If no value is specified for key, the entire config file is returned. ConfigContext may be particularly useful when you want to load sensitive information such as API login details that you would not want to store in your code.

Cleaning Up

Sometimes it is also necessary to call clean up functionality after processing is complete. Sticking with the example above that utilizes SQL-based nodes in a parallel processing context, you’ll want to explicitly close your database connections in each subprocess. The consume method accepts a cleanup argument that is a dictionary mapping argument names to cleaner functions. The following example tells the Glider to call the function closer with the value from extract_conn once consume is finished. Note that closer is a convenience function provided by Glide that just calls close on the given object.:

glider = ProcessPoolParaGlider(
    SQLExtract("extract")
    | PrettyPrint("load")
)
glider.consume(
    [sql],
    cleanup=dict(extract_conn=closer),
    extract=dict(
        conn=RuntimeContext(get_pymysql_conn),
        cursor_type=pymysql.cursors.DictCursor,
    )
)

The keys of the cleanup dict can either be explicit (node name prefixed) or more generic arg names that will map that function to every node that has that arg in its run method signature (so just “conn=” would have worked too). It’s often better to be explicit as shown here.

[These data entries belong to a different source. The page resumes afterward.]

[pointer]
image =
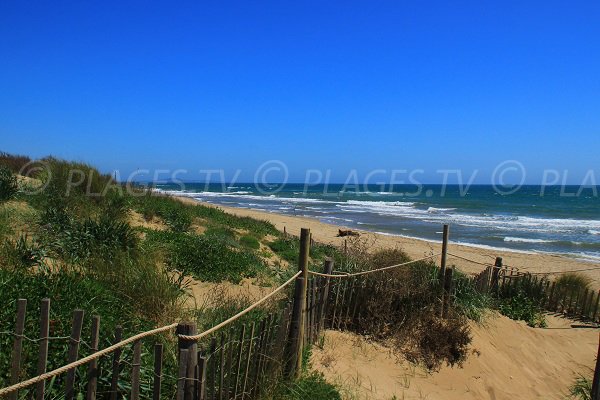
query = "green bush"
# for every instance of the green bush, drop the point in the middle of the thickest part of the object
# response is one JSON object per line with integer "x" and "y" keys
{"x": 21, "y": 254}
{"x": 468, "y": 300}
{"x": 289, "y": 249}
{"x": 67, "y": 292}
{"x": 571, "y": 284}
{"x": 522, "y": 307}
{"x": 250, "y": 242}
{"x": 77, "y": 241}
{"x": 175, "y": 214}
{"x": 16, "y": 163}
{"x": 581, "y": 389}
{"x": 207, "y": 258}
{"x": 310, "y": 386}
{"x": 8, "y": 184}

> Note: In single-process cases the use of cleanup is usually not necessary, as you often have access to the objects you need to clean up in the main process and can just do normal clean up there with context managers or explicit calls to close methods.

Common Nodes

Glide comes with a suite of nodes to handle common data processing tasks. The easiest way to view the options and understand their behavior is to peruse the module documentation and/or review the source code for each node.

Keep in mind it’s very easy to write your own nodes. If you don’t see something you want, or you want slightly different behavior, create your own node. If you think it’s something that could benefit other users please contribute!